Not Default Pasta with Charred Cherry Tomatoes and Alpeppo Pepper

Pasta with Charred Cherry Tomatoes

Pasta with Charred Cherry Tomatoes and Alpeppo Pepper.

That’s so me, huh? It’s just the kind “default pasta” I would toss together with no recipe in a wave a manic passion. That’s what default pasta is, right? But I am sorry to say this terrific recipe is not mine and it’s not even default pasta. Or is it?

You see it’s Aida Mollenkamp’s Bumper Crop Pasta with Charred Cherry Tomatoes recipe. I first saw it on TasteSpotting, yesterday. I instantly connected with the photo and clicked right over there. I was excited, so I skimmed straight down to the recipe. I saw her charring technique and I was sold. I have been charring cherry tomatoes for years. I love the slight bitter quality that comes with properly charred food. In this case it really highlights the “sweet” in cherry tomatoes. The pungency in char also works well with wines that have a tannic edge. Making char a win/win. But Aida brought something new and unexpected to this recipe. Alpeppo pepper and pomegranate molasses.

Alpeppo pepper is a ground sort of Turkish chili powder. It’s spicy, but not blazing hot. It also has the exact sort of sour pungency you find in the flecks of black charred tomato in this preparation.

I also admire how fragrant each step in this recipe is. When it’s default pasta night at my house I may not have a lot of time to cook. But I still want to enjoy the process– no matter how quick and easy that process is. This recipe has thin shards of garlic quickly browned in oil. The fragrance alone says home cooking to me. Add in the sharp pungency of alpeppo and you can smell the love before it hits the plate. Pasta is love. You knew that right?

pasta ingredientsSo you see this recipe may not be mine, but I swear I would have made this the exact same way. So it was starting to feel more and more like default pasta to me. Which made me think, does Aida follow my default pasta rules (review them here)? Hmmm. So I decided to go back and read the whole post and check out her about page. I even googled her…

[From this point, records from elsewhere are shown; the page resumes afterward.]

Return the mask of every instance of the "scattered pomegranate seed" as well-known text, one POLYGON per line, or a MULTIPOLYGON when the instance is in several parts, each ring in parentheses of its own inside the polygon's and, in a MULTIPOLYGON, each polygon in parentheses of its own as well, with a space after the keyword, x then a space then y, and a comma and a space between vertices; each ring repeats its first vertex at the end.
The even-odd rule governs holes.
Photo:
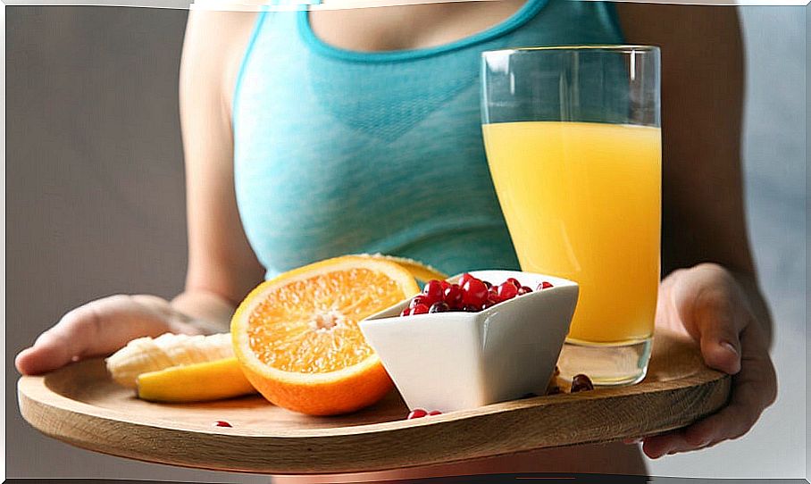
POLYGON ((422 294, 428 298, 431 304, 434 304, 437 301, 441 301, 445 296, 445 291, 442 290, 442 283, 439 280, 429 280, 425 287, 422 288, 422 294))
POLYGON ((506 301, 518 295, 518 288, 507 280, 506 282, 498 286, 498 300, 506 301))
POLYGON ((525 294, 530 294, 531 292, 532 292, 532 289, 531 289, 530 288, 528 288, 526 286, 522 286, 521 288, 518 288, 518 296, 523 296, 525 294))
POLYGON ((409 307, 414 309, 414 308, 417 307, 418 305, 424 305, 426 306, 430 306, 433 303, 429 302, 428 297, 426 297, 424 294, 421 294, 419 296, 414 296, 414 299, 411 300, 411 304, 409 305, 409 307))
POLYGON ((589 391, 594 389, 594 384, 591 383, 591 379, 586 375, 581 373, 579 375, 574 375, 574 378, 572 379, 572 393, 577 393, 579 391, 589 391))
POLYGON ((481 306, 487 301, 487 287, 478 279, 469 280, 462 286, 462 302, 481 306))
POLYGON ((447 303, 439 301, 431 305, 431 307, 428 308, 429 313, 447 313, 450 310, 450 307, 447 305, 447 303))
POLYGON ((462 288, 454 284, 445 289, 445 302, 453 308, 462 305, 462 288))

Guess what. She’s on the Food Network. I had no idea. Of course I don’t watch the Food Network. Call it jealousy or call it advocacy. But I am Anti-Food Network Star. Oh well, my loss. At least I didn’t have this information going in. I probably would have dismissed this recipe and kept looking. Which wouldn’t have been merely a loss– it would have been a tragedy.

But you knew that, right?

Pasta with Charred Cherry Tomatoes with Alpeppo Pepper

serves 4 CLICK here for a printable recipe

  • Charred Cherry Tomato Pasta with Alpeppo8 oz spaghetti, tagliarini, or perciatelli pasta
  • 3 T olive oil, divided
  • 4 clv garlic, sliced paper thin
  • 1 t ground aleppo pepper
  • 1 t fresh thyme leaves, roughly chopped
  • 1 lb whole cherry or grape tomatoes, washed and thoroughly dried
  • 1 T pomegranate molasses
  • 1/3 c toasted walnuts, roughly chopped
  • 1 handful fresh basil or Italian parsley leaves, thinly sliced

Bring a large pot of heavily salted water to a boil over high heat. Add pasta and cook according to package directions. Reserve 1/2 cup pasta water and drain pasta.

Meanwhile, heat 2 tbsp of the oil in a heavy-bottomed large skillet over high heat until wisps of smoke come off the pan. Add garlic, Aleppo pepper, and thyme, and cook for a few seconds until just fragrant. Add tomatoes, stir to coat in oil, then cook, swirling occasionally, until tomatoes charred and about to burst, about 4 minutes. Immediately remove from heat, add drained pasta, pomegranate molasses, 1/4 cup of the pasta water, stir to coat, taste, and add salt or sugar as desired. Add remaining pasta water, as needed, so that the sauce delicately coats each strand of pasta.

Stir in remaining 1 tbsp of the oil, walnuts, and basil or parsley and toss to coat the pasta. Taste, add more salt and Aleppo pepper as desired and serve immediately.